I use various techniques to help the client perceive that something is “happening” during the healing. This is more a distraction for their belief processes. From an objective viewpoint, I use techniques that match with the client’s belief systems and thought processes. I would not use a rattle and incense for the CEO of a Fortune 500 company. I would use it for someone with a South American or Native American heritage. These decisions are usually intuitive in nature, oftentimes I can’t give logical explanations for my methods. I only know that they resonate with the beliefs of the client and therefore produce results. Again, it is the connection created between the client, the healer and the divine that produces results.
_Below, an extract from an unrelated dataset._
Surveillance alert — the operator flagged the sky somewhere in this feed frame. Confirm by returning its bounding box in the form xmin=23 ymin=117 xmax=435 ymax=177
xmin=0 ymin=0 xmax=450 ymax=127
It is gratifying that medical science is recognizing the effectiveness of prayer or other spiritual processes on the patient/client. As with all arts, whether it is medical or spiritual, there are different levels of professionalism found in practitioners. Unfortunately, as in the medical profession, there are healers that do harm. It is important for clients to do their research and make responsible decisions about their health care. I am careful to instruct clients to follow their physician’s recommendations and to seek medical help if they are experiencing discomfort or serious symptoms. Pain is subjective to some extent, and can be helped with complementary healing.